お昼は手打ち冷麺専門店で食べました。でも誰がこの季節に冷麺を食べるでしょう?そんな季節の為にちゃんと「温麺」なるものがありました。私はそれを注文し、父と母は石焼ビビンパ。
「しょうゆを使ってないから、スープがこんなにも澄んでうまいんや」と繰り返し話す父をBGMにみんな夢中で食べました。
そして、やっぱりここでも姉は一番ややこしそうな「サムゲタン」を注文。グラグラと煮え立つスープの中に丸鶏が揺れています。サムゲタンとは、鶏の中にナツメや高麗人参などの漢方系のものをつめこんで、スープと一緒に煮込んだ韓国の薬膳料理です。昔友達のヨーコちゃんと韓国へ行った時に食べて、ヨーコちゃんは高麗人参のあまりの土臭さに「二度とサムゲタンは食べない」と誓っていました。

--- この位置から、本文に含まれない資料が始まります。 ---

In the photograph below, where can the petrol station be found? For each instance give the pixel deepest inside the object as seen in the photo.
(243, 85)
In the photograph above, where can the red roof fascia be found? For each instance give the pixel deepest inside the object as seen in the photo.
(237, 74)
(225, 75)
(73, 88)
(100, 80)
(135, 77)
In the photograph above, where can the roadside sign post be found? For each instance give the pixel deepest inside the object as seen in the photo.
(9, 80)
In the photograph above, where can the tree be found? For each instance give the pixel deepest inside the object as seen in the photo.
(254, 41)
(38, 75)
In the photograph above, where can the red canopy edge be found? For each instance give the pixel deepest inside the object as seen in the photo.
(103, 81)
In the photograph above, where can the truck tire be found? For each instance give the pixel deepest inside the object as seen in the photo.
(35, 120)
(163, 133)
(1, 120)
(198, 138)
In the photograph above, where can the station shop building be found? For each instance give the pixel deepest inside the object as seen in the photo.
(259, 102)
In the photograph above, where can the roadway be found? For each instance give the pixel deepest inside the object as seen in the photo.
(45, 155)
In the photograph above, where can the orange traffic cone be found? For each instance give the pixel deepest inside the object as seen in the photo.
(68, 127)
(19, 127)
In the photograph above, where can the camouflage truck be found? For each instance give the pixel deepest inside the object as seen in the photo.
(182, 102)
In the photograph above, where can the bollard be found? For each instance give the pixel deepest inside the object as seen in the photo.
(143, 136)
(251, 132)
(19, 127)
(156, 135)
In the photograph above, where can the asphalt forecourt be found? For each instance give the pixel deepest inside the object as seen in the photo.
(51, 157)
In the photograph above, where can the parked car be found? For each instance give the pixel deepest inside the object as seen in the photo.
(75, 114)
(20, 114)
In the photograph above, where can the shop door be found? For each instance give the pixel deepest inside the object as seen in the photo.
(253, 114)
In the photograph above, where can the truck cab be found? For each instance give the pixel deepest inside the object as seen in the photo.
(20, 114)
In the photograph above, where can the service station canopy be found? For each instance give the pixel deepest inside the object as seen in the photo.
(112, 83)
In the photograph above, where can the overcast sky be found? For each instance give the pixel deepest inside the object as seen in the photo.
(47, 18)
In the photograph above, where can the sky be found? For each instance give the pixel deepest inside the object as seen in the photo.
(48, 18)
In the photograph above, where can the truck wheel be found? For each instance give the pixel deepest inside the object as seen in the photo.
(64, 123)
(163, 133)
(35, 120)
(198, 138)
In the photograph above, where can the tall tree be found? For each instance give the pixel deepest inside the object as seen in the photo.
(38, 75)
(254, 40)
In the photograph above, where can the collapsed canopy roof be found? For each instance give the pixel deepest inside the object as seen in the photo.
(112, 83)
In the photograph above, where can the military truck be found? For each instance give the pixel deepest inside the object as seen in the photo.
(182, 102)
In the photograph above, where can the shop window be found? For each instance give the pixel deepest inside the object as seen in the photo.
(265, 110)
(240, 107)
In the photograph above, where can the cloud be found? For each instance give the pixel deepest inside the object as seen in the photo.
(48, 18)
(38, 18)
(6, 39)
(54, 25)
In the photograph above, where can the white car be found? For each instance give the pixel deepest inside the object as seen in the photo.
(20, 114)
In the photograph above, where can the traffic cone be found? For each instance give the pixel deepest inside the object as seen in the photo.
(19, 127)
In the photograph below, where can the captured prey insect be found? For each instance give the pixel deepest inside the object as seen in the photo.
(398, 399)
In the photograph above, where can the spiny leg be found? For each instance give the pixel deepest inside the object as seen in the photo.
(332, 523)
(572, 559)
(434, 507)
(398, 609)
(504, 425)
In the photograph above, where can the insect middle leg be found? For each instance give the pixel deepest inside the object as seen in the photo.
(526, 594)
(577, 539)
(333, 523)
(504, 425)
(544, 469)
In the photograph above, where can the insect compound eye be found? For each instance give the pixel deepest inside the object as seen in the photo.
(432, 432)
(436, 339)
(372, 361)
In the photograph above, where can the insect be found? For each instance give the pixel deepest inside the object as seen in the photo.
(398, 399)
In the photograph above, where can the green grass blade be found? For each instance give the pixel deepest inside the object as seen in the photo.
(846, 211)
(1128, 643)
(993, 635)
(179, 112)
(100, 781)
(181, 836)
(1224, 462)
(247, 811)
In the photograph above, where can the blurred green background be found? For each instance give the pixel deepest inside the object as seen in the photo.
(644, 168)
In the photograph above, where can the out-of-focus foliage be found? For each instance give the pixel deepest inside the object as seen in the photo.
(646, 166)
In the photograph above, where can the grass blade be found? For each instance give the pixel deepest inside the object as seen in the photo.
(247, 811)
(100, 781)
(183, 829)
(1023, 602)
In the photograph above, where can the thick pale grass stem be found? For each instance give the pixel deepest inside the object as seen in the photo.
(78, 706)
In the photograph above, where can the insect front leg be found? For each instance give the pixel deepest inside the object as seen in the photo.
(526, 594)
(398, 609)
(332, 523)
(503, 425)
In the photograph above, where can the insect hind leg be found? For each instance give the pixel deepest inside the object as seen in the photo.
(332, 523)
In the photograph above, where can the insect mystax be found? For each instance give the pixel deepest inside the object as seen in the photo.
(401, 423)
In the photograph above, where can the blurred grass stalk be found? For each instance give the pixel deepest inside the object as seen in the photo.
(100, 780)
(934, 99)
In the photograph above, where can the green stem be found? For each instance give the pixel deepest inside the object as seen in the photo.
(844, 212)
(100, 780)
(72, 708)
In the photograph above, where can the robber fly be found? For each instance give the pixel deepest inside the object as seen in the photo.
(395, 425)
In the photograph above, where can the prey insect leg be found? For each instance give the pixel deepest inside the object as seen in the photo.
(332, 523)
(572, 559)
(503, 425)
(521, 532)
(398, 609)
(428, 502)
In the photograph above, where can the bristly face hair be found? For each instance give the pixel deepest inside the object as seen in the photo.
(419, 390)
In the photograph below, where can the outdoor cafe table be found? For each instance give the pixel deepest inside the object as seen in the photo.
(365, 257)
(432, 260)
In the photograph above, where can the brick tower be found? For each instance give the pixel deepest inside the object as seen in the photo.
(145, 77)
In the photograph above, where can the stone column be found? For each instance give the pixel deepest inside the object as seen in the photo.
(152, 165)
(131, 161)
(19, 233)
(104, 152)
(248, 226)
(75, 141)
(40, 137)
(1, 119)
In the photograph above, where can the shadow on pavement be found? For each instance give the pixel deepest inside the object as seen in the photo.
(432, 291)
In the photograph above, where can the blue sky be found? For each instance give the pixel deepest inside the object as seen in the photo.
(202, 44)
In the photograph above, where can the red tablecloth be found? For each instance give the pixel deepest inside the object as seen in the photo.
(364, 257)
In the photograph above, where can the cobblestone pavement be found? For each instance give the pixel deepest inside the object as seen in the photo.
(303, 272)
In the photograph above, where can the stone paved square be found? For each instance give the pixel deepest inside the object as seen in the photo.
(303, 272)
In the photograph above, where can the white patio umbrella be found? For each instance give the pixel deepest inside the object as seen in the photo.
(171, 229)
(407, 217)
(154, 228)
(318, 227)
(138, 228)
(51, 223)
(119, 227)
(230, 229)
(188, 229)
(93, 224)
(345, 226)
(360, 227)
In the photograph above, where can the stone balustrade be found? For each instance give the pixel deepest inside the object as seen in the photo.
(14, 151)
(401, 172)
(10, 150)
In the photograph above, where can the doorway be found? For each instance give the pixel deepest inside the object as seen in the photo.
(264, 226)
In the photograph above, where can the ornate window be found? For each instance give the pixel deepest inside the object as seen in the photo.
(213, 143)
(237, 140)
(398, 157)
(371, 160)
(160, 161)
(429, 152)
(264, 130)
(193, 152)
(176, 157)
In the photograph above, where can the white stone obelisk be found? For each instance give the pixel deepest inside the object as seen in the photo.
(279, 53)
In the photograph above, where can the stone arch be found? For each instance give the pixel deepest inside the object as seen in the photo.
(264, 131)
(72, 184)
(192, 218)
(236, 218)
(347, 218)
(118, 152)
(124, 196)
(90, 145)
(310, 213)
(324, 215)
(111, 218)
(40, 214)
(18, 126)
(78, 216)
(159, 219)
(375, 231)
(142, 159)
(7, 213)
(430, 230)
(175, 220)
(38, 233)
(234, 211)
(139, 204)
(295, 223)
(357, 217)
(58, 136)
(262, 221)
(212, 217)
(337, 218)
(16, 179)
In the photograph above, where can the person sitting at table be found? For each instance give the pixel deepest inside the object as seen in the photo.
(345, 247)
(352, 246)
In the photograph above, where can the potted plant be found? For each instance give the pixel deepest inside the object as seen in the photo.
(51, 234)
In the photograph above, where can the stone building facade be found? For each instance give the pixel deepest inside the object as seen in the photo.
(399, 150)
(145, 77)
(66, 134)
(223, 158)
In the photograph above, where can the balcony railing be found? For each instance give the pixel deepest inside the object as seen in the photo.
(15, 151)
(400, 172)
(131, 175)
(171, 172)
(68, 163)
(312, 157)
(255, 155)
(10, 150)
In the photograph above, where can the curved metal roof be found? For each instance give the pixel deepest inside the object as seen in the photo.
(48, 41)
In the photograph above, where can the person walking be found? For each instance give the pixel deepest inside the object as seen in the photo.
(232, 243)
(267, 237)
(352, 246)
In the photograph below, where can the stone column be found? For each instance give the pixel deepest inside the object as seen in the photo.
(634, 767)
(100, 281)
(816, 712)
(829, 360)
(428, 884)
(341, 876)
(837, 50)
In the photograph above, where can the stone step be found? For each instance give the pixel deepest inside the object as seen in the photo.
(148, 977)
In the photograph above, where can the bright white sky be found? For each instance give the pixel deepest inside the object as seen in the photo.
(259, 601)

そんな私にとっての曰く付きのサムゲタンを姉はダイソン掃除機のように吸引していきました。すると突然掃除機に目詰まりが!!どうやら高麗人参を姉が食べたらしいのです。クシャクシャにした顔で「ティッシュちょうだい」と訴える姉。食べ物のブラックホールのような姉でもどうやら高麗人参は口に合わなかったみたいです。
私はなぜかその姉を見て、姉も人間であったことを思い出し、少し安堵したのでした。